Sestak, a second-term House member, is basing his decision on what Specter may do or say in the coming days. Sestak said he wants to hear Specter make his case to Pennsylvania voters about why Specter now should carry the banner for Democrats after representing the Keystone State as a Republican for 29 years.
"This shows the principle rule of politics: tomorrow is always another day — as today was. This may be good for Arlen, politically; however, two key questions need to be answered. First, after 31 years in the military, I learned that you run for something, not against someone. Arlen has made a decision to leave a race because he could not win against someone. What needs to be known is what he is running for. Second, I watched then-Gov. Clinton and then-Sen. Obama take a leadership position in the Democratic Party and shape it. The leadership that would have been most impressive would be if Arlen had used his role to reshape the Republican Party that he said he had entered when it was a "big tent," but now is leaving because it has gotten too small. In short, I believe that the principles of what he is running for and his commitment to accountable leadership are questions that still need to be addressed."

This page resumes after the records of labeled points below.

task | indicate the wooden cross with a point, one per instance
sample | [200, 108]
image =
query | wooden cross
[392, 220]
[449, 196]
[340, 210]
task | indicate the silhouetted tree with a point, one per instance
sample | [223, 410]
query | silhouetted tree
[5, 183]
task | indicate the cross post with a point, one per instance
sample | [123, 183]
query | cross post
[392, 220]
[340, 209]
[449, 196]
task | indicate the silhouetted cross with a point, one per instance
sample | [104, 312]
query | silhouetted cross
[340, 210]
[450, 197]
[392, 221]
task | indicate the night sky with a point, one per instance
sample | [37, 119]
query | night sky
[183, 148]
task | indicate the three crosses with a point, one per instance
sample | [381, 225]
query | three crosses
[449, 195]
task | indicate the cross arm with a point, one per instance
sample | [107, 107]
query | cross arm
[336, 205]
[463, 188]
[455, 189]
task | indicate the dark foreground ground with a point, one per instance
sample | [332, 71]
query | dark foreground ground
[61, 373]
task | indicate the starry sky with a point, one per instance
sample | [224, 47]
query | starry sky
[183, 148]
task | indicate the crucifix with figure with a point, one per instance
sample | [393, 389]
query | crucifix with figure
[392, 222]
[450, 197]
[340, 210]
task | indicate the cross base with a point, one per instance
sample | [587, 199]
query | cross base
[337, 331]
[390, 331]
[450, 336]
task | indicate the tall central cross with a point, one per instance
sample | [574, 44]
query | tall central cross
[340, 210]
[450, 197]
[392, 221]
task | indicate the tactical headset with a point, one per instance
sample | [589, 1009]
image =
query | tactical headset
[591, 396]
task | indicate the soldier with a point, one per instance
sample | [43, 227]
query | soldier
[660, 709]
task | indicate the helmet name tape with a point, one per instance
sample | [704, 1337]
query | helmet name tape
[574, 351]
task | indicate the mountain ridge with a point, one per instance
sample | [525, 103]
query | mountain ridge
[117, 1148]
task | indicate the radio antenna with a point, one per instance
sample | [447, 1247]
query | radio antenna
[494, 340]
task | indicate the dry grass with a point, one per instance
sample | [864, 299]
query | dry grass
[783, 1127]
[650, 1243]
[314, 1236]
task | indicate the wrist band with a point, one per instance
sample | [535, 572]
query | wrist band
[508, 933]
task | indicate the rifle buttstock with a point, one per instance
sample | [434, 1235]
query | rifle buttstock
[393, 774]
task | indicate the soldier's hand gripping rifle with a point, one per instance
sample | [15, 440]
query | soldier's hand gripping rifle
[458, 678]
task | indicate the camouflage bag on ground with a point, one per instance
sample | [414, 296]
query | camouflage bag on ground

Another potential challenger to Specter is Pennsylvania Board of Education chairman Joe Torsella, previously an aide to Gov. Rendell. Torsella, who has already raised nearly $600,000 in campaign cash, released a statement of his own Tuesday. It doesn't sound like he's willing to play second fiddle to anyone, Specter included:
"I decided to run for the United States Senate from Pennsylvania for one simple reason: I believe we need new leadership, new ideas and new approaches in Washington. Nothing about today’s news regarding Sen. Specter changes that or my intention to run for the Democratic nomination to the Senate in 2010 — an election that is still a full year away."
It will be interesting to see if Rendell can persuade either of the two potential primary opponents to back out of the race. His defection was not quite jumping from the frying pan into the fire, since Specter was certain dead meat if he had remained with the GOP. But the couple of Joes he may have to battle to retain his Senate seat don't appear ready to go quietly into the night.